Primeiro os passos. Depois a voz que esbravejava ofensas que ressaltavam a inutilidade de Leonardo, a incapacidade, o talento para desastre e sua feiúra sem limites. Vociferava que devia tê-lo abandonado como a mãe fizera, ou sugerido o aborto. E, não com aquela falsa sinceridade de quem está magoado e finge ser forte, mas com uma sinceridade límpida de quem não entende o acaso da vida: o menino sinceramente concordava. Quase sorria meio débil. Porém, os lábios não se abriam para consagrar o ultimato da resposta. De alguma forma aquelas sensações estranhas e perigosas que fulguravam em seu interior e gritavam em uníssono para cada canto do seu íntimo trancavam as portas. Trancavam a boca de onde de dentro destoam os gritos.

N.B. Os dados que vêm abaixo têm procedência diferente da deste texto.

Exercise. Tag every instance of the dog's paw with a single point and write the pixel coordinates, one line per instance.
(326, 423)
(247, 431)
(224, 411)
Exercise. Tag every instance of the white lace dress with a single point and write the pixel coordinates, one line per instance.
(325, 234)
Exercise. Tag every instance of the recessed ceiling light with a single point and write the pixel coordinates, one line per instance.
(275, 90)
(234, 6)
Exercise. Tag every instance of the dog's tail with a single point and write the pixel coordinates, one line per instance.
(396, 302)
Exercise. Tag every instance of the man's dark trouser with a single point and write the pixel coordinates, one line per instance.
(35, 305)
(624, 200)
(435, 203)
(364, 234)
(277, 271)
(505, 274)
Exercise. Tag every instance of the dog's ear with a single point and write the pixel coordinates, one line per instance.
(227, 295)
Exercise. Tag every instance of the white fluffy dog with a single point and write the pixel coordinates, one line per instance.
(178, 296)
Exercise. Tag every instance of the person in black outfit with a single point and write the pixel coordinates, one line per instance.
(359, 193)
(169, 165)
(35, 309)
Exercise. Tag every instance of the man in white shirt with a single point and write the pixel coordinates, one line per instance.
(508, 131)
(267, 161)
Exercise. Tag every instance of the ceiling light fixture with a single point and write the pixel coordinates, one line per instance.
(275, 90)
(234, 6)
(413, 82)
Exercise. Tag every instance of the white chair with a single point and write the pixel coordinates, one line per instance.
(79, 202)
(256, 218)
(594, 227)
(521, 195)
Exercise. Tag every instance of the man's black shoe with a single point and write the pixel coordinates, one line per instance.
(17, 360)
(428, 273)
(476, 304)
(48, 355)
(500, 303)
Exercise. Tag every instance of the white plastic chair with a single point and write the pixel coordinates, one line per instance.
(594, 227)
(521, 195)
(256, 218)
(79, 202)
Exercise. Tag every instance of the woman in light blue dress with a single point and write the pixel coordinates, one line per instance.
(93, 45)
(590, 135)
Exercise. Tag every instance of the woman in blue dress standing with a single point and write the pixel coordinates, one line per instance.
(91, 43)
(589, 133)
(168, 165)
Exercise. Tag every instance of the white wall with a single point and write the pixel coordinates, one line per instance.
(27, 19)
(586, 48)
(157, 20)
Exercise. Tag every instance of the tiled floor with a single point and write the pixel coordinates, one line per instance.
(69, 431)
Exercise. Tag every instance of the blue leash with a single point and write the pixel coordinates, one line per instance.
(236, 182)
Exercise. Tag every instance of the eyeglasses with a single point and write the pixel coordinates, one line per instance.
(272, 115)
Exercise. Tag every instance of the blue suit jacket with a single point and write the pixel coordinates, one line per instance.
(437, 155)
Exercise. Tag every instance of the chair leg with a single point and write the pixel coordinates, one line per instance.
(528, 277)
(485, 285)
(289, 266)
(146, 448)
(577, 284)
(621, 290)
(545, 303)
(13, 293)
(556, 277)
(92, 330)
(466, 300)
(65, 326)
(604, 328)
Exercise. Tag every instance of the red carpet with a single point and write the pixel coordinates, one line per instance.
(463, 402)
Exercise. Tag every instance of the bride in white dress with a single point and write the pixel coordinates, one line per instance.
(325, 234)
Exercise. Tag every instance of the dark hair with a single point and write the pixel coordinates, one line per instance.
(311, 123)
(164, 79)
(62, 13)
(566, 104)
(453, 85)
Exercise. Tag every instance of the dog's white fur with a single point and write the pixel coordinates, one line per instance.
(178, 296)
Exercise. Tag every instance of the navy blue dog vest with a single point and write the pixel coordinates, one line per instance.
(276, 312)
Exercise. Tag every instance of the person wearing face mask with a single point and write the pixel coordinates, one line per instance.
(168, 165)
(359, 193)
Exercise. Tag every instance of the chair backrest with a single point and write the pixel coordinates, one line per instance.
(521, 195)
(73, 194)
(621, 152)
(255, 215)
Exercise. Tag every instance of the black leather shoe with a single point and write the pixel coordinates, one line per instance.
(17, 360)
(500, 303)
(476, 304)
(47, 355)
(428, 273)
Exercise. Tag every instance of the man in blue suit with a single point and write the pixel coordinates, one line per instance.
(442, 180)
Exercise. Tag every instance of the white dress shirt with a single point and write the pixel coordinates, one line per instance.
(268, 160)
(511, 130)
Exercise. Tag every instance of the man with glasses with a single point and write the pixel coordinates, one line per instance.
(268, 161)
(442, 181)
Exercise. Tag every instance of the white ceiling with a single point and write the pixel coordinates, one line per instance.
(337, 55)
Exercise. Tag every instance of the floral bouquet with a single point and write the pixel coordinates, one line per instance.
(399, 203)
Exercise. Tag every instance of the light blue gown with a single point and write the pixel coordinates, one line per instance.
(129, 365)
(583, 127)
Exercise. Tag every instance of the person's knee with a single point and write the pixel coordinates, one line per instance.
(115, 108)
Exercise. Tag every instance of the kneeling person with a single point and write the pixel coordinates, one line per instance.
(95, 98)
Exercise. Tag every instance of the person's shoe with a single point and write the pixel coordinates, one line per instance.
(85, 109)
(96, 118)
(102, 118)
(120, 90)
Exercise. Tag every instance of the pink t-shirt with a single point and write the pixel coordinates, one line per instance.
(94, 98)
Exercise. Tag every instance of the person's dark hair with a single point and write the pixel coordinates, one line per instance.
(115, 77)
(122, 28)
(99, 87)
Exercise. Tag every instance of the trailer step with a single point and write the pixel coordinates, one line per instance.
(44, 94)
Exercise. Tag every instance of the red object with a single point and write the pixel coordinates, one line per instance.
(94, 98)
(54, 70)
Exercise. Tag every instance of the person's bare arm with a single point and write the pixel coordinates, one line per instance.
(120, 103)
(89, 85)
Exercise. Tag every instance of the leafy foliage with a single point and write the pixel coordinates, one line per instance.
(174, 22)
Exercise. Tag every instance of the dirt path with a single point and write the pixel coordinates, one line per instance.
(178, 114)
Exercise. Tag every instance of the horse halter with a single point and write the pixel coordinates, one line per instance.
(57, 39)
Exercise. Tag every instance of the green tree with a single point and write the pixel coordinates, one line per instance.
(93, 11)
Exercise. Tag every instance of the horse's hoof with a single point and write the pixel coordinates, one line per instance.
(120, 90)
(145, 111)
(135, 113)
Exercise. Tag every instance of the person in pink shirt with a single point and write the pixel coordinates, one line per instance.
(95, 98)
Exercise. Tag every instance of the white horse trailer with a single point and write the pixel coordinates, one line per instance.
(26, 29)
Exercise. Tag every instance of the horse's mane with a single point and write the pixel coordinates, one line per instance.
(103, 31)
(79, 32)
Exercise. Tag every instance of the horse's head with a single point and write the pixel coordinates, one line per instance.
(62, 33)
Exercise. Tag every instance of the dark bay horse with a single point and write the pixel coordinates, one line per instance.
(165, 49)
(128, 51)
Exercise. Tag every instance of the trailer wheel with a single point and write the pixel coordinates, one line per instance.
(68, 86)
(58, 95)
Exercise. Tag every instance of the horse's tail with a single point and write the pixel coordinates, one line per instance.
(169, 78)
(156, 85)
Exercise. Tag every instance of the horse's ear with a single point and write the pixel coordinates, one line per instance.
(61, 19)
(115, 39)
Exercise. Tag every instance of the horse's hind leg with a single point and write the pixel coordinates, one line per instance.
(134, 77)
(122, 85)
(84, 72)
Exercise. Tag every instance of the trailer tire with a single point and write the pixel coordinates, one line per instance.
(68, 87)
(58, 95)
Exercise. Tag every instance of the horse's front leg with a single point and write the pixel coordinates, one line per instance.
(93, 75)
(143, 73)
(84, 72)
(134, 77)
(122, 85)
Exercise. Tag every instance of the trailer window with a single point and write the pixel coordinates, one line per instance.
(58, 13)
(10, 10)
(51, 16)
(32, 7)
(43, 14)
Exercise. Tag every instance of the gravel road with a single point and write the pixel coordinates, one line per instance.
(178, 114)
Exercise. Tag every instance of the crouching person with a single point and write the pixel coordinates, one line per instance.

Pois quando ele elevava a mão inchada para desferir-lhe um soco contra a face menos marcada, não havia nada senão a sensação incômoda de ser deslocado para outro lugar bruscamente. Humilhantemente esgueirar-se e ir dobrando-se e desdobrando-se e redobrando-se para o equilíbrio. A feição continuava estéril, pétrea, de cera, focalizando qualquer coisa no rosto do pai, qualquer detalhe macabro que talvez o fizesse sentir aquilo que todos temiam. E se agarravam. O sentimento que faz o homem se ajoelhar em pranto e agonia, mas que também o faz erguer-se sobre seus traumas para respirar mais forte que outrora. Cerrar os punhos contra os próprios fantasmas e ceifar o desalento de toda uma vida. Foi puxado pelos dedos gordos cravados em sua nuca para que padecesse contra as próprias pernas. Naquele momento, em que se precipitava de encontro ao chão como uma fruta podre que se desprende para se decompor, descompôs-se enfim. Fechou os olhos.

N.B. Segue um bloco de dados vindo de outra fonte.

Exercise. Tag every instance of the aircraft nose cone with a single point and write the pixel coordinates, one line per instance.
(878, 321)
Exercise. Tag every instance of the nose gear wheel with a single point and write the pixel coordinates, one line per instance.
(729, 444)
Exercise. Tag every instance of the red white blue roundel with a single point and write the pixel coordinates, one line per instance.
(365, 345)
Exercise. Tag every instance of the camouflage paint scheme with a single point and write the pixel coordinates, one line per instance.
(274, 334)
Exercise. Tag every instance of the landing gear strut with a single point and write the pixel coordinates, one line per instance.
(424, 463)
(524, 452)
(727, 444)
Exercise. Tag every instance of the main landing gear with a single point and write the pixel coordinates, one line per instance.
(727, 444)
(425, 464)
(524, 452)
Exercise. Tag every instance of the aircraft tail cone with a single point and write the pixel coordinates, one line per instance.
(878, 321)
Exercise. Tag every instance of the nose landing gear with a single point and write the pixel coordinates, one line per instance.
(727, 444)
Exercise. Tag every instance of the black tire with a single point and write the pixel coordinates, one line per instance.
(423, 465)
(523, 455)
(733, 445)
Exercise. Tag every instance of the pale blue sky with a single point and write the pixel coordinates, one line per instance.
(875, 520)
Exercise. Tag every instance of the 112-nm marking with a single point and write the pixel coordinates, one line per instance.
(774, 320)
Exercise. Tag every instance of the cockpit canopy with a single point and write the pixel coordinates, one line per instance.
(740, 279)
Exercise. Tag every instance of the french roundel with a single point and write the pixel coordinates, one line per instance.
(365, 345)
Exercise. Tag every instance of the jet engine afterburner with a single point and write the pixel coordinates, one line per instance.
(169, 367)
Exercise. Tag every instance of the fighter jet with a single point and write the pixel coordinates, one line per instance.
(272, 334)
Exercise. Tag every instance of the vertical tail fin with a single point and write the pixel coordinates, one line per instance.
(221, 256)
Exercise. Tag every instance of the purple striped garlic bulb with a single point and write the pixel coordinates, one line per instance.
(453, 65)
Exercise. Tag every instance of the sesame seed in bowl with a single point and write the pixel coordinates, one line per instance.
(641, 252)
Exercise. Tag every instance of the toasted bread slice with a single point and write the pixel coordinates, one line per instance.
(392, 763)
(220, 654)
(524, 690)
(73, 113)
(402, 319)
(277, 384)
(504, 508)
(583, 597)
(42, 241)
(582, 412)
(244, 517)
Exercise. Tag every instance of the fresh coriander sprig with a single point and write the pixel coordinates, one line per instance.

Água. Seu corpomovia-se lento, pois o oceano de uma água cálida, estática e quente, abraçava-o todo num esmero zeloso e confortável. E respirava. O horizonte verde-azul era como um abismo de paz, um poço de uma tranquilidade anestésica que o fazia prolongar-se a cada piscar temeroso da realidade. O silêncio... Ninguém. A pele íntegra, curada, movia-se em desordem, como uma criança na experiência de um universo completamente novo. O gosto doce de possuir por completo os próprios movimentos. Desenhar com os membros as figuras cicatrizadas na alma. Se soubesse desenhar seus próprios vórtices de tristeza... Fez com o dedo um redemoinho. As possibilidades tantas: giros, cambalhotas, contorções. Com a boca, bolhas! Que subiam... Mas havia acima de si uma lâmina de espelho d’água que não refletia nada senão confusão. E depois dela a incerteza. Voou até lá numa zarpada eivada pela curiosidade de menino. E emergiu submergindo em mais água. Em mais nada, silêncio, ninguém. E de onde de tudo no fundo de si e além, a verdade: a solidão. Gélida. Era água e só. Liberdade crua. Não era uma praia com sua mãe observando como ele nadava. Não era uma piscina e seus amigos pulando e brincando. E focando a visão, todo aquele azul costursuturado em verde era senão um túnel negro. Era ele, sem nada, sem tudo, sem luz, sem dor.


Abriu os olhos. A água extravasou do inconsciente e reencarnou em lágrima. A primeira! Escorreu sequiosa, tremulou no nariz e faleceu no chão.